我知道有很多关于使用System.Net.WebRequest检查远程网页是否可用的问题和答案,但我还没有发现这些方法对我的情况100%有用。 / p>
我需要检查页面是否可用,不会返回404或500错误,如果有重定向,那么我想跟踪它们,直到找到工作页面。如果远程页面需要身份验证(401未经授权),我想知道,因为在某些情况下这可能是可接受的。
发出请求并且远程服务器返回内部服务器错误(500)时,WebRequest会引发异常。
我还发现301重定向也会引发异常,但在我的情况下,我想检查重定向是否是有效页面。
是否有其他方法可以检查页面是否存在,并且只有在获取标题时出现错误(即无效的域名等)时才会获取实际的HTTP状态代码或异常?
现在这就是我现在做的不够好......
protected bool URLExists(string url)
{
bool result = false;
try
{
HttpWebRequest webRequest = (HttpWebRequest)WebRequest.Create(url);
webRequest.Timeout = 1200;
webRequest.Method = "GET";
//webRequest.AllowAutoRedirect = true;
//webRequest.UserAgent = "Mozilla/5.0 (Windows NT 6.1; WOW64) AppleWebKit/537.36 (KHTML, like Gecko) Chrome/49.0.2623.110 Safari/537.36";
HttpWebResponse response = null;
try
{
response = (HttpWebResponse)webRequest.GetResponse();
//result = true;
int statusCode = (int)response.StatusCode;
if (statusCode >= 100 && statusCode < 400) //Good requests
{
return true;
}
else if (statusCode >= 500 && statusCode <= 510) //Server Errors
{
return false;
}
}
catch (WebException webException)
{
}
finally
{
if (response != null)
{
response.Close();
}
}
}
catch (Exception ex)
{
}
return result;
}
答案 0 :(得分:5)
考虑一下这段代码,您需要获得200个响应状态代码以确保网页可用,如果重定向发生,请遵循终点URL响应状态代码。

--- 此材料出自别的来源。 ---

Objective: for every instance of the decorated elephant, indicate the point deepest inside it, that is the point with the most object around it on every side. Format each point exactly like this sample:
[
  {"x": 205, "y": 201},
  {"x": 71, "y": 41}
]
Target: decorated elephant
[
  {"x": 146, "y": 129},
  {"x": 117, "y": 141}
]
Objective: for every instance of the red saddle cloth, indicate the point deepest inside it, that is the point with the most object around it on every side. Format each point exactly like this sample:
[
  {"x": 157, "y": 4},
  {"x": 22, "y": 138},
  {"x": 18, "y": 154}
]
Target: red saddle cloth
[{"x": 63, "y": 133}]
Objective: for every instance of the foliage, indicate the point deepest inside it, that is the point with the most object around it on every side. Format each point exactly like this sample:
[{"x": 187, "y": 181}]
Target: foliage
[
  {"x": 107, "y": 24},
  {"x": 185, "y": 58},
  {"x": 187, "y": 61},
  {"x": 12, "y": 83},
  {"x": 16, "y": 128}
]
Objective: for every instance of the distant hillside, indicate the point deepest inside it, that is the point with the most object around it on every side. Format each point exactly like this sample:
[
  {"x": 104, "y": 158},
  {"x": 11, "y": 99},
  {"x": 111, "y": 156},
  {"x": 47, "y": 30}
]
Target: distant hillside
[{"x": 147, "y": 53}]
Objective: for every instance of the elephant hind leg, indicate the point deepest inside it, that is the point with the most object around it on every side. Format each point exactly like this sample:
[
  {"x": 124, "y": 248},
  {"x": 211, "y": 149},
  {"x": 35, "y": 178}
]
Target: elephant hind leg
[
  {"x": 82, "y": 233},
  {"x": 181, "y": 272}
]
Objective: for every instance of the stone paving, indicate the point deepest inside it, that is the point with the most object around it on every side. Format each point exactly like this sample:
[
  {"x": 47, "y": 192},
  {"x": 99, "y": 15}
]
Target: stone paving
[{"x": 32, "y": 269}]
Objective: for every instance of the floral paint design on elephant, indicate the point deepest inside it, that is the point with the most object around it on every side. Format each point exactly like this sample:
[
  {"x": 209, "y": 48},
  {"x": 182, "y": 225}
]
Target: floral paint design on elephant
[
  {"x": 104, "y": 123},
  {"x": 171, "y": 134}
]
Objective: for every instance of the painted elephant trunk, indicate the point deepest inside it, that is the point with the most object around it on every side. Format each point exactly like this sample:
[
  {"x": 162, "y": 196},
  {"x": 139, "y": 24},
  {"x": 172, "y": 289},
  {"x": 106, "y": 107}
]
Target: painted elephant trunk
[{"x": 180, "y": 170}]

public static bool URLExists(string url)
{
HttpStatusCode result = default(HttpStatusCode);
var request =(HttpWebRequest)WebRequest.Create(url);
request.AllowAutoRedirect = false;
request.Method = "HEAD";
try
{
using (var response = request.GetResponse() as HttpWebResponse)
{
if (response != null)
{
if (response.StatusCode == HttpStatusCode.OK)
return true;
if (response.StatusCode == HttpStatusCode.Redirect)
{
string uriString = response.Headers["Location"];
return URLExists(uriString);
}
response.Close();
}
}
return false;
}
catch (WebException e)
{
using (WebResponse response = e.Response)
{
HttpWebResponse httpResponse = (HttpWebResponse)response;
Console.WriteLine("Error code: {0}", httpResponse.StatusCode);
return false;
}
}
}
够好吗? ;)
答案 1 :(得分:1)
您可以添加可选参数以在必要时接受某些状态代码(例如401,403)。此外,您的功能同时执行两项操作,我将它们分成Func<>
来说明,但可以自由地在您的班级或任何最合适的地方创建私人功能。由于401正在抛出异常,因此您需要从异常中提取状态代码。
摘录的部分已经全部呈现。